Wer das nicht selbst machen kann, sollte damit zu seinem Händler gehen, oder einen kompetenten Buddy fragen.

Bei mir kommen schon seit viele Jahre nur noch Alurollen und keine Plasterollen mehr ins Programm, da die nicht ausreichend Verwindungssteif sind. Selbst beim Pilken auf die kleinen Ostseedorsche haben sich schon Getriebe verabschiedet. Auch kann in das Material kein Gewinde für Schloßschrauben geschnitten werden. Die Führungen für die "Holzschrauben" können leicht überdreht werden, und bei einem starken Drill können sich die Schrauben lockern. Sollte das mal passieren und Schrauben nicht mehr richtig halten, kann kann man sich provisorisch helfen. Einen schmalen Streifen Messingfolie ausreichender Stärke zuschneiden und in das Gewinde stecken. Dann hat die Schraube wieder für einige Zeit Halt. 

Gruss
Wolfgang


----------



## Taxidermist (9. September 2013)

*AW: Wartung Angelrollen*

@Wollebre, wie schön für dich, dass du dies auch alles kannst, aber meinerseits geht es schon damit los, dass ich mir passende Werkzeuge zusammen leihen muss.
Und wenn ich ne Rolle aufmache, hast du ja gesehen was dabei rauskommt!
Ich werde an keiner teuren Rolle mehr rumfummeln, sonder das lieber jemand überlassen, der es kann, so jemand wie dich z.B.!

Jürgen


----------



## winstown (10. September 2013)

*AW: Wartung Angelrollen*

Da hier einige Spezis zu seien scheinen, hätte ich auch einige Fragen.
Ich habe meine Rollen, wenn ich sie mal auseinander gebaut habe, mit Nigrin Mehrzweckfett behandelt. Für Zwischendurch habe ich Nähmaschinenöl durch die "Schmierschraube"? oder sonstige Öffnungen verwendet.
Nun habe ich gelesen, dass Silikonspray evtl besser taugt.
Da ich mit dem Fett bisher gut gefahren bin, werde ich dabei bleiben aber was meint ihr ist die beste Alternative für teure Öle aus dem Angelgeschäft. Eine 20ml Tube für 7€, wo wahrscheinlich auch nur gefärbtes Nähmaschinenöl drin ist, werd ich mir sicherlich nicht kaufen.

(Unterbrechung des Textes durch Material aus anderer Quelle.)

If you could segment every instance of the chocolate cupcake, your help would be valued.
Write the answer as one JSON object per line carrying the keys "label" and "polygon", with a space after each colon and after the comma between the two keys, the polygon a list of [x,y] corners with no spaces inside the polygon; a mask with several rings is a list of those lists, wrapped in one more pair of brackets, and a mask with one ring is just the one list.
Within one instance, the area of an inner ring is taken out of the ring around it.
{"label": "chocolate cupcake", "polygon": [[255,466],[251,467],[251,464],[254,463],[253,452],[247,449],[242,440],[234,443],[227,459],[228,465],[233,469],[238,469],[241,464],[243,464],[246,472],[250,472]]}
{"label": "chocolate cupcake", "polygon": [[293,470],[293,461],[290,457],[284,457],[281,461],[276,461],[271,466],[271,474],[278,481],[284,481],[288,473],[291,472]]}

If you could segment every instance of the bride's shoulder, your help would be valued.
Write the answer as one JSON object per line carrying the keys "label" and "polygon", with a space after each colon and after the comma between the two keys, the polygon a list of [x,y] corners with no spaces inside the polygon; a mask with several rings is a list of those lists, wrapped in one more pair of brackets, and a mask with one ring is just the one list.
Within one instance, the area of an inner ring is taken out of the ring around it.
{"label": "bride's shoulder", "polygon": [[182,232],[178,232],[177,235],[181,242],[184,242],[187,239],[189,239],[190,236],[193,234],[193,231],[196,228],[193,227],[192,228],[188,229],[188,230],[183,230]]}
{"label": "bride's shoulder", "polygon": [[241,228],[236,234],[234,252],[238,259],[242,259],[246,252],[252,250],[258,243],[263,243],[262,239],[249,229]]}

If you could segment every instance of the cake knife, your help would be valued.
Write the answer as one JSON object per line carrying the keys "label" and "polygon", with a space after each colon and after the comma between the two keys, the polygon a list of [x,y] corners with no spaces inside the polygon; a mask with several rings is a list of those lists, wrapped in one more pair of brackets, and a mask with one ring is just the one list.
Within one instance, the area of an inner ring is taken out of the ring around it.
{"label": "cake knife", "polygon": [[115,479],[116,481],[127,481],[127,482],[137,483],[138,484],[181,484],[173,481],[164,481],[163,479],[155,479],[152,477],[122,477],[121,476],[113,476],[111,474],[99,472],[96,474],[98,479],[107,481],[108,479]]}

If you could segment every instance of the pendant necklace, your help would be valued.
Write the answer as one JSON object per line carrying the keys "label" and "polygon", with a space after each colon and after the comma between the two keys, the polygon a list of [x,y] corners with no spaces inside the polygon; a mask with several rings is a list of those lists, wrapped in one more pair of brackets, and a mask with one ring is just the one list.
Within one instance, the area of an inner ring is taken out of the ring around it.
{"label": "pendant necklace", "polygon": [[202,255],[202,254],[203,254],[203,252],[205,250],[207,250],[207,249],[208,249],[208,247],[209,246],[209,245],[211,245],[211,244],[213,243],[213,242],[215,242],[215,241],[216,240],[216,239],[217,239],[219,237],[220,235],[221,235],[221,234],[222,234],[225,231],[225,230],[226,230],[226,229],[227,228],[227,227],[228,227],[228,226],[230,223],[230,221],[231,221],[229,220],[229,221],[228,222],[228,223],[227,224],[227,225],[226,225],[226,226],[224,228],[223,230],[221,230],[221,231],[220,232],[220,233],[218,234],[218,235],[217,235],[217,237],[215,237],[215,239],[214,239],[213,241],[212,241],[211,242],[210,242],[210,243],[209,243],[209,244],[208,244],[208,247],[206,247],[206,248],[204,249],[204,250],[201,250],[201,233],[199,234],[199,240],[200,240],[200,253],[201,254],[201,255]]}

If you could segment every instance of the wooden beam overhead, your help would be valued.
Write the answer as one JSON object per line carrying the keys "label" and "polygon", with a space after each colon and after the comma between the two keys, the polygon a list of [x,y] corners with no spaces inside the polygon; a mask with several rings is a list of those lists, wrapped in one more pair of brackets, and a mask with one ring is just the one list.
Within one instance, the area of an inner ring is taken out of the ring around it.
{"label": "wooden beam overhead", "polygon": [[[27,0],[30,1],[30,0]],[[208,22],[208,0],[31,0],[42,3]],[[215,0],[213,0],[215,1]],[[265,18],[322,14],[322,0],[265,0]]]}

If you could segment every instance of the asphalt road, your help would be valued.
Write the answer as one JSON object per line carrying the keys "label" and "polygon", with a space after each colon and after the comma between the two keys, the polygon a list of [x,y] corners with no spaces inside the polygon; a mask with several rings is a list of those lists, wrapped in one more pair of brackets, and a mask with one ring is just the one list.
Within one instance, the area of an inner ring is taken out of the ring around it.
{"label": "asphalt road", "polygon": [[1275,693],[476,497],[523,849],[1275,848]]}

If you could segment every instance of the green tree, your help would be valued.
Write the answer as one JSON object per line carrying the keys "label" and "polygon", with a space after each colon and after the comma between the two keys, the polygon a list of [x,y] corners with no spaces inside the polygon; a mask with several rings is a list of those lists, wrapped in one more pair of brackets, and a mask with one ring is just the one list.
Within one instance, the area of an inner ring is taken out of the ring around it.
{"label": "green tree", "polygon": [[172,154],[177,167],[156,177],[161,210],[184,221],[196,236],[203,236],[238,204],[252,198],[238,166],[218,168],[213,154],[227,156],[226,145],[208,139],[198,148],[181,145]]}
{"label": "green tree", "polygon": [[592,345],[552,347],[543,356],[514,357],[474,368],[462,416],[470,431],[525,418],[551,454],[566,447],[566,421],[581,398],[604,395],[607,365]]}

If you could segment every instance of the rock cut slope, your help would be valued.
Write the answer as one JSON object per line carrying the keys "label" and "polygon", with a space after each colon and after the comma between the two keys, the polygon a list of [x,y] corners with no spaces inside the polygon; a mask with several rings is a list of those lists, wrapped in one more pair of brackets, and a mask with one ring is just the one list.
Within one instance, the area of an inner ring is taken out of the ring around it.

Da hier die Carbonscheiben schon angesprochen wurden, auch dazu nochmal ne Frage.
Hier werden ganze Platten angeboten, ist das auch eure Quelle?
Wie schwer ist es die Platte mit einer Schere zu bearbeiten? Rundschleifen mit Schmirgelpapier dürfte kein Problem sein aber beim in Form Schneiden bin ich mir nicht sicher. Und welche davon nimmt man am besten?


----------



## blablabla (10. September 2013)

*AW: Wartung Angelrollen*

Danke für die vielen Tips#h
 Ich werds dann mal selbst versuchen.


----------



## winstown (12. September 2013)

*AW: Wartung Angelrollen*



winstown schrieb:


> Da hier einige Spezis zu seien scheinen, hätte ich auch einige Fragen.
> Ich habe meine Rollen, wenn ich sie mal auseinander gebaut habe, mit Nigrin Mehrzweckfett behandelt. Für Zwischendurch habe ich Nähmaschinenöl durch die "Schmierschraube"? oder sonstige Öffnungen verwendet.
> Nun habe ich gelesen, dass Silikonspray evtl besser taugt.
> Da ich mit dem Fett bisher gut gefahren bin, werde ich dabei bleiben aber was meint ihr ist die beste Alternative für teure Öle aus dem Angelgeschäft. Eine 20ml Tube für 7€, wo wahrscheinlich auch nur gefärbtes Nähmaschinenöl drin ist, werd ich mir sicherlich nicht kaufen.
> ...



Niemand?


----------



## Wollebre (12. September 2013)

*AW: Wartung Angelrollen*

Das Carbonmaterial ist erklassig. Kommt aus den USA und wird von den führenden Rollenherstellern benutzt.
Damit machst du nichts falsch!

Damit die Bremsen besser funzen, meinte nicht ruckeln beim Schnurabzug, bestell dir gleich eine Dose Cal`s Bremsenfett mit.

Gruss
Wolfgang


----------



## winstown (13. September 2013)

*AW: Wartung Angelrollen*

Da gibt es ja verschiedene Strukturen. 
Wonach definiere ich nun welche die Richtige für meine Rolle ist?
Wenn noch mal jemand was zum Bearbeiten sagen würde, wäre es top ;-)


----------



## Wollebre (13. September 2013)

*AW: Wartung Angelrollen*



winstown schrieb:


> Da gibt es ja verschiedene Strukturen.
> Wonach definiere ich nun welche die Richtige für meine Rolle ist?
> Wenn noch mal jemand was zum Bearbeiten sagen würde, wäre es top ;-)


 
die unterschiedlichen Stärken haben verschiedene Strukturen.
so z.B. 0,5mm Fein/Fein, 0,8mm fein/grob und 1,0mm grob/grob
was Bremsleistung und Bremsverhalten betrifft gibt es praktisch keine Unterschiede, lediglich in der Wärmeableitung.
Das fein/fein wird bei beim kräftigen Drill schneller warm als das grob/grob. Unter kräftigen Drill versteht man wenn ein Fisch dir in ein paar Sekunden 200-300m von der Spule zieht. In die Verlegenheit kommst du in unsere Gewässer nur wenn die Schnur in Schraube eines vorbeifahrenden Schiffes gerät

Welches für deine Rolle(n) das richtige ist, ergibt sich aus der Stärke der Bremsscheiben einer jeweiligen Rolle. Als Beginner sollte man sich daran halten. Später kann man anfangen zu experimentieren um auszuloten was man ändern kann um ein noch besseres Bremsverhalten oder stärke Bremskraft zu erzielen. 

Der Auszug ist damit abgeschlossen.